【自動車LCA規制の罠】 ~「中国・欧州LCA規制」≒「ブロック経済圏」戦略~
今、自動車業界は大変な時代を迎えております。日本は極めて劣勢に立たされているように見えますが、国政の場ではあまり論点になっていないようです。一体どうなっているのでしょうか。
まず、自動車業界についての情報を読み取る上でミスコミュニケーションがないように、重要なキーワードについて、ここでの意味を最初に整理致します。
◆ 「LCA」とは
「LCA」とは、“Life Cycle Assessment(ライフサイクルアセスメント)”の頭文字をとった略称であり、その内容は、ある製品・サービスに関する「資源の採取から廃棄まで(≒ライフサイクル全体)の環境負荷を定量的に評価する手法」のことです。
◆ 「T t W」と「W t W」とは
「T t W」とは、「Tank to Wheel」のことです。簡単にいうと「自動車のCO2 排出」について、「自動車の燃料タンクからタイヤを駆動するまでの範囲で考慮する」という意味です。一方「W t W」とは、「Well to Wheel」のことです。簡単にいうと「自動車のCO2排出」について、「油田採掘からタイヤを駆動するまでの範囲で考慮する」という意味です。
これらは包含関係にあり、分解すると
「W t W」=「Well to Wheel」=「Well to Tank」+「Tank to Wheel」です。
◆ 自動車業界におけるLCA規制など
自動車業界では、排ガス規制などに加え、これら「LCA」、「T t W」、「W t W」という概念の環境関連規制が重要な鍵を握っており、一層複雑な「戦い」になっております。
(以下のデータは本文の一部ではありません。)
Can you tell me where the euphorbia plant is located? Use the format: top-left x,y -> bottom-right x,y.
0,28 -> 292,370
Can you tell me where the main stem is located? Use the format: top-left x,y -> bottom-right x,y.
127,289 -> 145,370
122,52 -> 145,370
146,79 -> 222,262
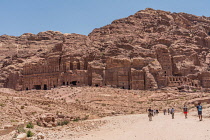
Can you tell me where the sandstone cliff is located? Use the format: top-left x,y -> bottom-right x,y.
0,8 -> 210,89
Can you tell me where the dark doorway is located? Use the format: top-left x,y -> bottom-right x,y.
34,85 -> 41,90
70,63 -> 73,70
77,62 -> 80,70
71,81 -> 77,85
44,84 -> 47,90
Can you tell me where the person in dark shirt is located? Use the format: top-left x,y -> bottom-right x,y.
163,109 -> 166,115
171,108 -> 175,119
197,103 -> 203,121
183,105 -> 188,119
148,107 -> 153,121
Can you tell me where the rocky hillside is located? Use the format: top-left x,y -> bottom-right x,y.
0,8 -> 210,87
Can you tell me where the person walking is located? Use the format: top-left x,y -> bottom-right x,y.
148,107 -> 153,121
171,108 -> 175,119
197,103 -> 203,121
183,105 -> 188,119
163,109 -> 166,115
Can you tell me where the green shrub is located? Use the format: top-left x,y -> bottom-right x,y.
17,126 -> 26,133
26,130 -> 34,137
0,103 -> 5,107
26,122 -> 34,128
73,117 -> 80,122
57,120 -> 69,126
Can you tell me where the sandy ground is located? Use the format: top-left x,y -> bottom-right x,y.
72,112 -> 210,140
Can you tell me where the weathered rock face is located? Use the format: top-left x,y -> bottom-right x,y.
0,8 -> 210,90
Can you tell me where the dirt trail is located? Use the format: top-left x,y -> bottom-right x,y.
72,113 -> 210,140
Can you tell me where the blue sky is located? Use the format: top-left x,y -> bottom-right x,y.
0,0 -> 210,36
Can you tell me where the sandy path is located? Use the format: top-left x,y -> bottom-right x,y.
74,113 -> 210,140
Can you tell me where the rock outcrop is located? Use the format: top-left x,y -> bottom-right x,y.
0,8 -> 210,90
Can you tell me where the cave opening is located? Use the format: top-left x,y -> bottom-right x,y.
34,85 -> 41,90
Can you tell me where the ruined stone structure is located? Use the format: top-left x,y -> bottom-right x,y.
0,8 -> 210,90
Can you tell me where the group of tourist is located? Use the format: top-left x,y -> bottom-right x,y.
147,103 -> 202,121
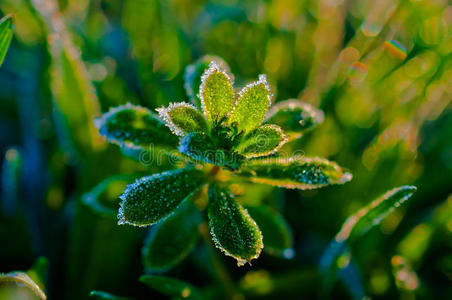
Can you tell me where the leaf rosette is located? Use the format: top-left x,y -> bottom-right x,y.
96,56 -> 352,271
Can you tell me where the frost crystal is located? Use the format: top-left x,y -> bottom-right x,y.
156,102 -> 203,136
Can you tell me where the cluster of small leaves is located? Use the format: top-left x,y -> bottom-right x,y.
95,56 -> 351,271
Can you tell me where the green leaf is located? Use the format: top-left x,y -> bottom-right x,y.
0,272 -> 47,300
157,102 -> 207,136
179,132 -> 245,170
143,201 -> 202,272
140,275 -> 203,300
264,99 -> 323,140
0,15 -> 13,67
199,61 -> 234,122
27,257 -> 49,290
336,185 -> 416,242
184,55 -> 233,109
247,205 -> 295,258
242,156 -> 352,190
89,291 -> 130,300
82,174 -> 138,217
118,167 -> 205,226
228,75 -> 271,133
95,103 -> 178,149
208,186 -> 264,266
236,125 -> 287,158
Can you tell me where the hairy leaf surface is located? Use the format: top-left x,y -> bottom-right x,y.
236,125 -> 287,158
228,75 -> 271,133
264,99 -> 324,139
143,201 -> 202,272
140,275 -> 203,300
208,186 -> 264,266
179,132 -> 245,170
184,55 -> 233,109
95,104 -> 178,148
247,205 -> 295,258
82,174 -> 139,217
0,15 -> 13,67
118,168 -> 205,226
199,61 -> 234,121
0,272 -> 47,300
157,102 -> 207,136
242,156 -> 352,190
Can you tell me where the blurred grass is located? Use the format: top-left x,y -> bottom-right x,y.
0,0 -> 452,299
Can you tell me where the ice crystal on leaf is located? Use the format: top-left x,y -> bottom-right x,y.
95,56 -> 352,270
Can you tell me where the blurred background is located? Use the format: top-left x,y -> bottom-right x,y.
0,0 -> 452,299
自動車業界におけるLCAなどの規制の見通しは、例えば「2030年モビリティビジョン検討会」の資料(※)によれば次の通りです。
各国の規制動向(2020年以降) 燃費(CO2)規制
日本:WtW (2030~決定)
欧州:電池指令改定(2024~検討中)、TtW⇒LCA規制への改定(検討中)
中国:LCA規制導入(2025~検討中)
(以上、同資料P10より引用)
つまり自動車業界では、2025年から2030年にかけて、欧州と中国という巨大な市場でLCA規制が導入される可能性があるということです。(:現時点での見通し。期限や内容については、今後様々な変動が起こることも予想されます。)
◆ LCAでは日本の「自動車製造業」は戦えない
「自動車」という製品では、原料採掘から販売までのプロセス中、「部品の製造」が途中工程に必ず発生します。各種部品の製造、特に電池の製造には多くの電力が必要であり、製造時に使用する「電源のCO2排出量」もLCA評価に反映されます。そのため、工場に供給される電力の「発電時のCO2排出量」が最終製品の評価にダイレクトに反映されます。
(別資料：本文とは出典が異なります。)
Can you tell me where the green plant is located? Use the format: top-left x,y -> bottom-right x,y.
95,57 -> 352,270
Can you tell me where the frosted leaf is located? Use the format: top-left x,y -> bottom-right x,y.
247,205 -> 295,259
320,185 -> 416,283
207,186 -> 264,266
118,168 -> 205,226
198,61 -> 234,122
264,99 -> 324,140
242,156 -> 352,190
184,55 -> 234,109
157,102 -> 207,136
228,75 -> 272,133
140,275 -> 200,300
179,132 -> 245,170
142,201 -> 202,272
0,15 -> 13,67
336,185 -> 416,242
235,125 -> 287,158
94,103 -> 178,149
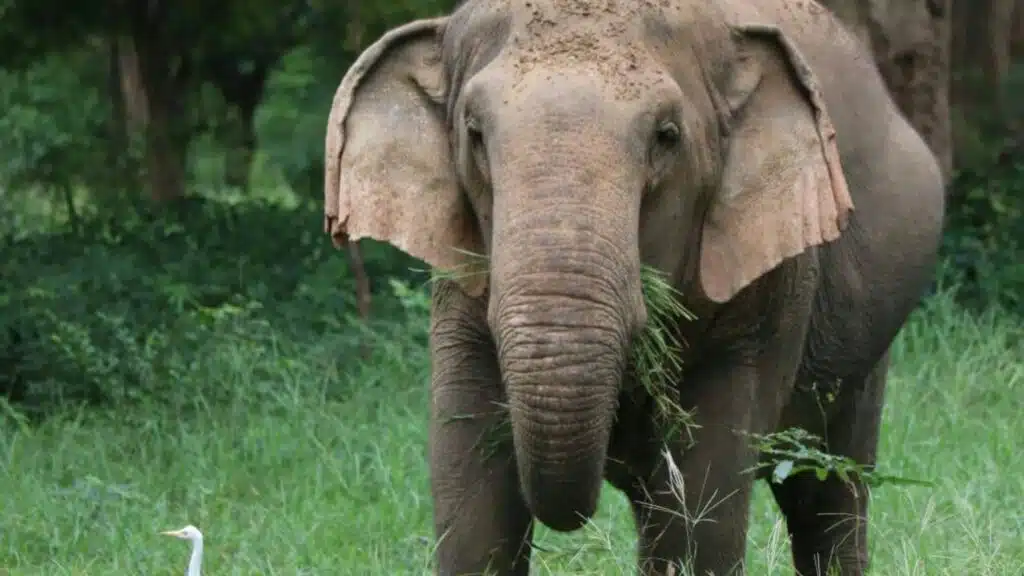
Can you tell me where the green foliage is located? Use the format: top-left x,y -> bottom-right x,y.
0,51 -> 110,190
942,64 -> 1024,315
0,200 -> 423,410
746,428 -> 934,488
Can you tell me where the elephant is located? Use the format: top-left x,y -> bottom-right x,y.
325,0 -> 946,575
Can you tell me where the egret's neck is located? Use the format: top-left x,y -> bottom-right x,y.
185,538 -> 203,576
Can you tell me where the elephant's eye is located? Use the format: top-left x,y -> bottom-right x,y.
465,115 -> 483,148
654,120 -> 680,148
464,114 -> 490,180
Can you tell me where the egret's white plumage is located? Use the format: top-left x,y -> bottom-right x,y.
161,524 -> 203,576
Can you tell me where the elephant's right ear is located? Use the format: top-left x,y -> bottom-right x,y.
324,17 -> 486,296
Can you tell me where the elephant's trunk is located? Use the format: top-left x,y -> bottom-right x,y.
490,203 -> 642,531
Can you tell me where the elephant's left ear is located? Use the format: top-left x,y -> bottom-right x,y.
700,26 -> 853,302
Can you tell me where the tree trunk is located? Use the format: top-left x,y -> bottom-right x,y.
820,0 -> 959,180
123,2 -> 190,203
951,0 -> 1024,166
1010,0 -> 1024,60
224,101 -> 257,191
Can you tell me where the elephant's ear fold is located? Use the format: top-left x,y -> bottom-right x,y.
324,17 -> 486,296
700,26 -> 853,302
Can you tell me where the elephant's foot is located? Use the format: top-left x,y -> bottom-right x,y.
772,474 -> 868,576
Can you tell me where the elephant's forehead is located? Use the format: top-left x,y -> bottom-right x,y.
507,0 -> 663,99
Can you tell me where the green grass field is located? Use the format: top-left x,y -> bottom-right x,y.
0,284 -> 1024,576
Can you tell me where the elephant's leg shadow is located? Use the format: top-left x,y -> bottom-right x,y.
771,354 -> 889,576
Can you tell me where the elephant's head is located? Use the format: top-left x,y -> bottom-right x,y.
326,0 -> 852,530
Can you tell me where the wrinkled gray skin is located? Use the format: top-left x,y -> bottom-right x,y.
326,0 -> 943,575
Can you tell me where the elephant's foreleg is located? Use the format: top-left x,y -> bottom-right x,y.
631,366 -> 756,576
430,284 -> 532,576
772,355 -> 889,576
一方、相対的に火力の比率が高い日本では、厳しいLCA規制には対応できない可能性が高いです。昨年来豊田会長が訴えているのはこの点であり、現状の日本のエネルギー政策では、トヨタ自動車も日本を出て行かざるを得なくなる、という警鐘です。
◆ ドイツメーカーの動き
https://car.watch.impress.co.jp/docs/news/1312249.html
◆ 同床異夢の中国と欧州
見逃せないのは中国市場の動向です。
ガソリンや軽油の内燃機関(ICE:Internal Combustion Engine)では先進国メーカーにどうしても追いつけない中国は、一気にEV(電動車)に更新することでICEの劣勢を一掃しようという戦略も予想されます。
欧州メーカーも、この中国の思惑を利用して、これまでどうしても駆逐できなかったトヨタのHV車を「HVはICE(内燃機関)」として市場から排除したうえで、LCA規制で完全にEV市場を押さえ自動車業界における主導権争いを有利にしようという戦略が伺われます。
しかし、これは同床異夢に見えます。少なくとも欧州勢は、「中国を利用するつもり」が「中国に利用され」てしまい、「技術はとられ、市場は中国国内企業に持って行かれる」というリスクが大きいのはないでしょうか。
1990年以降30年超の中国と欧米の交渉を眺め続けて感じるのは、「中国共産党は全く抜け目がなく、欧米以上に理不尽に振舞うことができるプレーヤーだ」ということです。つまり、「自分に有利な法律や約束は相手に突き付け、不利なら平然と無視・破棄する」、「真っ赤な嘘も平気でつける」、「恫喝も立派な外交手法」「武力の大きい方が正義」という相手なので、果たして民主主義国の欧州が上手く制御することができるのでしょうか。
◆ 日本は2030年電源構成「火力56%」でいいのか
2020年12月に経済産業省が開示した「2050年カーボンニュートラルに向けた資源・燃料政策の検討の方向性」(※)によれば、
2018年度時点で、日本の「電源構成の77%は化石燃料」ですが、2030年度では「火力全体=56%」としております。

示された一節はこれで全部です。